This idea has been spinning around my brain the past week. This owes to the idea that we as a species are developing “extended cognition”, as in a part of our brain effort is now residing outside of ourselves. I owe this whole line of thought to Noah Sussman, who made an interesting challenge via Twitter that I cannot stop thinking about:
Two years ago, I could have said “sure, I can do that”. Back then, I had a feature phone, little in the way of frills. My phone was just a phone. Today? I have succumbed to the wiles of the smart phone app world, and truth be told, it has done some amazing things to reshape the way that I interact with the world around me. It has also been a major force for behavior change in me that I had never anticipated it could be. To this idea of extended cognition, I want to suggest that we can outsource other processes our brain controls, specifically motivation and willpower.
The primary focus of this idea for me at the moment is losing weight. There are apps for that. Exercise? There are apps for that. Interacting with wearables to consume data about you and your activities? Yep, there are devices and, guess what, apps for that, too. That’s just the tip of the iceberg, though. There’s the way that the app presents data to the user. There’s the way that the collected data can be shared with others. Communities spring up around each of these apps as well; it’s easy to find yourself immersed in them.
Case in point, I have been using LoseIt for almost two months, and Pacer for two weeks above that. One tracks the calories I consume during the course of the day. The other keeps tracks of my movement and steps. Both programs share data with each other. This helps give me a better picture of what it is I am doing each day. Add a bluetooth scale to the mix, and there’s even more offloading happening. I have willingly, for better or worse, put my personal data about my weight, my food choices, and my activities into an “extended sphere”, and have made the choice to let other people share in that process. If I’m up a few pounds, I get people telling me to not stress over it, to keep at it, and that I’ll be back where I want to be in a short time. If I’m down weight wise, I get virtual high fives and other congratulations, with “keep it up, you’re doing it!” At this time, I don’t personally know any of the people that send me these positive messages.

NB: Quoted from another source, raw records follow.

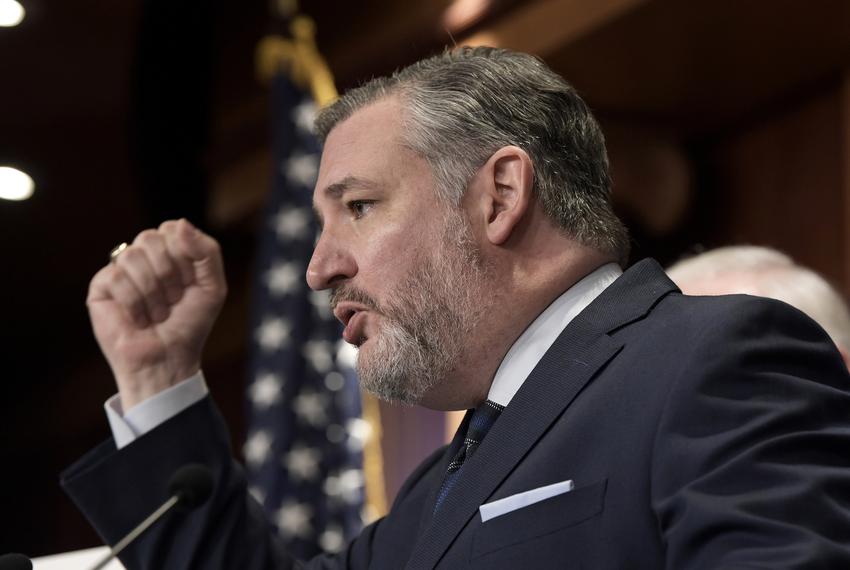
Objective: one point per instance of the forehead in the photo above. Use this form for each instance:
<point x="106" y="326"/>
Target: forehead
<point x="367" y="140"/>
<point x="367" y="151"/>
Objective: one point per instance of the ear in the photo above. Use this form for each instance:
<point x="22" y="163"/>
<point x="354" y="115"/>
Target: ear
<point x="504" y="192"/>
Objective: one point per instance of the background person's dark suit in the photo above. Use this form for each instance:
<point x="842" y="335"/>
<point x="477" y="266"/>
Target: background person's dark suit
<point x="699" y="432"/>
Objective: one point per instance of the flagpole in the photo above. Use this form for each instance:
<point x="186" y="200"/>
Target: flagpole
<point x="307" y="68"/>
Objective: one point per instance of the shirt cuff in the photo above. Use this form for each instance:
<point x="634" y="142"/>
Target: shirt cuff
<point x="156" y="410"/>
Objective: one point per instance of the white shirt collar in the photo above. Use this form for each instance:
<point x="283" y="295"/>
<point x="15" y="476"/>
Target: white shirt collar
<point x="532" y="344"/>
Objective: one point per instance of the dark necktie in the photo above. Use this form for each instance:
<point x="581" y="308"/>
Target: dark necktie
<point x="480" y="423"/>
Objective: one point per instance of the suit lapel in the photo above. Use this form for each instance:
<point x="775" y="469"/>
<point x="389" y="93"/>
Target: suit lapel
<point x="578" y="353"/>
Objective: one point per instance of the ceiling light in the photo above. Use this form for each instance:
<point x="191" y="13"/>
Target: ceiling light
<point x="14" y="184"/>
<point x="11" y="13"/>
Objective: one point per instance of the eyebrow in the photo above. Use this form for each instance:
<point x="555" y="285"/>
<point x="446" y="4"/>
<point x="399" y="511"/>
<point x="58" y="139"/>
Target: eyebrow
<point x="336" y="191"/>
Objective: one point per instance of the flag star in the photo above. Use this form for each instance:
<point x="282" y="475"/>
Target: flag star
<point x="292" y="223"/>
<point x="257" y="448"/>
<point x="258" y="494"/>
<point x="273" y="333"/>
<point x="359" y="432"/>
<point x="304" y="116"/>
<point x="293" y="519"/>
<point x="265" y="390"/>
<point x="310" y="407"/>
<point x="301" y="169"/>
<point x="321" y="301"/>
<point x="320" y="355"/>
<point x="346" y="355"/>
<point x="332" y="540"/>
<point x="303" y="463"/>
<point x="284" y="278"/>
<point x="345" y="486"/>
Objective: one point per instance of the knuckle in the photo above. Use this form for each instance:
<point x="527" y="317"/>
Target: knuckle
<point x="147" y="237"/>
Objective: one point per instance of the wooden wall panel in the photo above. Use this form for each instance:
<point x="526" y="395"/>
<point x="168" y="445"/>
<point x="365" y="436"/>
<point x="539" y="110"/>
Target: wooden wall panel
<point x="780" y="183"/>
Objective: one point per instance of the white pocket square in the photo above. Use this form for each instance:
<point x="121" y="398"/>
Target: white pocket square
<point x="521" y="500"/>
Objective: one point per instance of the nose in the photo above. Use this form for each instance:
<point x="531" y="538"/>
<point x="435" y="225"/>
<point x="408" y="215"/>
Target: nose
<point x="331" y="264"/>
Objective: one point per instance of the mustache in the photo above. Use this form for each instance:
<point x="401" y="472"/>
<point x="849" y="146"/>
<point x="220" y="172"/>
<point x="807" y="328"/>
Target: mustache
<point x="348" y="292"/>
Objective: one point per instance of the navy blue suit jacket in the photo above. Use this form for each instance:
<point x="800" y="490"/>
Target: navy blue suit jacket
<point x="700" y="432"/>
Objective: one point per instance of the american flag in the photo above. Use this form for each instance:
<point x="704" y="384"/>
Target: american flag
<point x="304" y="445"/>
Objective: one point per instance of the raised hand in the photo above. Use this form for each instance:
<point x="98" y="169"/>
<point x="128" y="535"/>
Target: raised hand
<point x="154" y="305"/>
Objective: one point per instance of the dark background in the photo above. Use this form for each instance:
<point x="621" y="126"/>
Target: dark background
<point x="728" y="122"/>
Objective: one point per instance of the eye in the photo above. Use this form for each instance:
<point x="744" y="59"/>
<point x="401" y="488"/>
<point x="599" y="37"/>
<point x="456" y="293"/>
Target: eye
<point x="359" y="208"/>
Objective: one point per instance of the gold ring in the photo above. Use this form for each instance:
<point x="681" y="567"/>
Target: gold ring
<point x="116" y="251"/>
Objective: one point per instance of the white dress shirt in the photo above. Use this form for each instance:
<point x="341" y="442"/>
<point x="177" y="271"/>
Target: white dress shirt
<point x="520" y="360"/>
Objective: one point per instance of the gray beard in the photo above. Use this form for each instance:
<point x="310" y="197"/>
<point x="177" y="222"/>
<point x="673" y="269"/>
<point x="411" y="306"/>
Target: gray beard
<point x="426" y="324"/>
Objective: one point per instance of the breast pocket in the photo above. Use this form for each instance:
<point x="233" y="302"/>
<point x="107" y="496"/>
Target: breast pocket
<point x="537" y="531"/>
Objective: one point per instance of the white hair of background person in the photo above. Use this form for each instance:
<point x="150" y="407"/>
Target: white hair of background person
<point x="765" y="272"/>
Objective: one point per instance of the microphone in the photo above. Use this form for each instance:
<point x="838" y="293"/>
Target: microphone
<point x="15" y="562"/>
<point x="189" y="488"/>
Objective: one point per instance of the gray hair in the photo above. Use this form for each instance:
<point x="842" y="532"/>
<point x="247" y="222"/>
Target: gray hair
<point x="769" y="273"/>
<point x="463" y="105"/>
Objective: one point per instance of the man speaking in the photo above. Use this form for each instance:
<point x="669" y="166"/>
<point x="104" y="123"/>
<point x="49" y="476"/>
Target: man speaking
<point x="473" y="257"/>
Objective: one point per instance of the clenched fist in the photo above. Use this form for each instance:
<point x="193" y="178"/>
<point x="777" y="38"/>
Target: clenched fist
<point x="153" y="307"/>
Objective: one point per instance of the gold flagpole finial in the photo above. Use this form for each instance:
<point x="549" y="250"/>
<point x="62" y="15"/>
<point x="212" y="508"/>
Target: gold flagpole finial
<point x="301" y="57"/>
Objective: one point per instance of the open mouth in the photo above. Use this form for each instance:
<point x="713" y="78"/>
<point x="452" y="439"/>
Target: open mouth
<point x="353" y="316"/>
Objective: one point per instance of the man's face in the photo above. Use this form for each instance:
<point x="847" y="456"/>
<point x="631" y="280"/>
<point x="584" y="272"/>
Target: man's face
<point x="404" y="267"/>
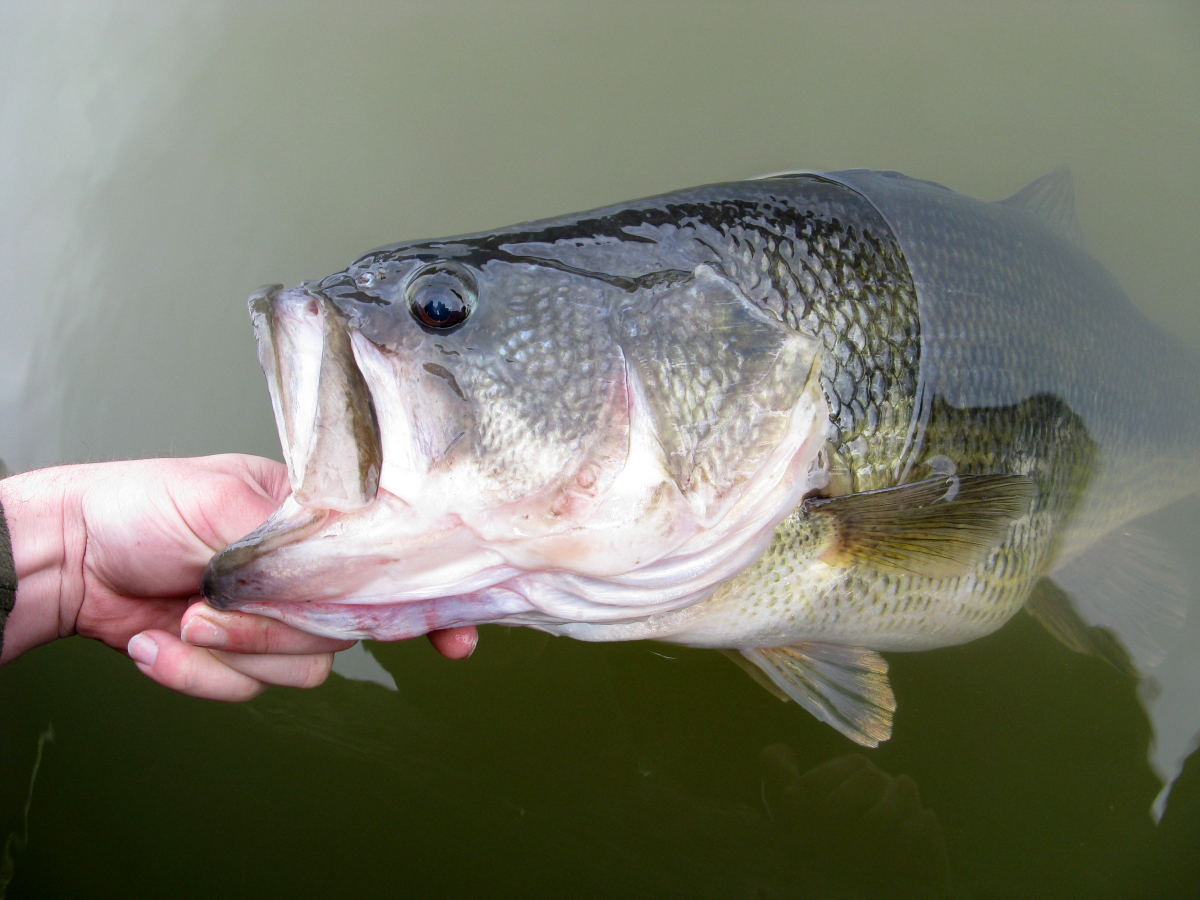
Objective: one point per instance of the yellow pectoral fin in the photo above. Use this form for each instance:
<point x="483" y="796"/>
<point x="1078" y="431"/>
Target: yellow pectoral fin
<point x="939" y="527"/>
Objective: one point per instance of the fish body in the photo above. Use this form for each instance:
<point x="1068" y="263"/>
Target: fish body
<point x="805" y="418"/>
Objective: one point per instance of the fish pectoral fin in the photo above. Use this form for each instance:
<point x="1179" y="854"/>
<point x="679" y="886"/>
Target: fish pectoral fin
<point x="939" y="527"/>
<point x="844" y="687"/>
<point x="1050" y="605"/>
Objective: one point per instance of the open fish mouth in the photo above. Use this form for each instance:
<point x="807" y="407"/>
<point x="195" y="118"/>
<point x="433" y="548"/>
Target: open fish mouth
<point x="394" y="527"/>
<point x="323" y="408"/>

The people I send positive messages to have never met me, either. Still, that level of connectedness, that level of caring about how each other does, and the success we hope to achieve draws us together; it shapes our emotions, and it shapes our efforts. The fact that it’s optimized for mobile means we have the potential to never be without that boost, unless we choose to shut it all down.
Once upon a time, I had to exercise willpower on my own. Now, I’ve offloaded that willpower to my apps, and to the friends that use those apps along with me. Sure, I still am ultimately responsible for what I do, but it’s interesting to see how we tweak our environments to get the approval of our devices (and our virtual companions). Just a few more steps to goal. No, I’ll pass on the raspberry cheesecake, it’ll kick me over my calorie budget. It would be so cool if I could get perhaps one more workout completed today so that I can get a higher calorie adjustment. Would I do this if the accountability were just me and a spiral notebook? I’ve tried in the past, and the answer has been “yes, but for a shorter time”. Considerably less than the consistency I’ve been putting in with these two apps the past ten weeks. I’ve offloaded a lot of the busywork, but I’ve also offloaded the emotions that go with it. I can disappoint myself, but I don’t dare disappoint my phone!
It’s a brave new world we are moving into. The need for memory is diminishing, because our devices allow us extended cognition and external memory. All we need know what to do is know where to look. I think in many ways willpower and motivation are following the same path. The requirement that we be mindful is getting passed down to our devices. Seem far fetched? Give a few weeks of “phone fitness” a try, and then let me know if you are willing to delete the apps and go back to how things were before. For now, I consider myself a beneficiary of extended cognition, motivation and willpower, and I am totally OK with that.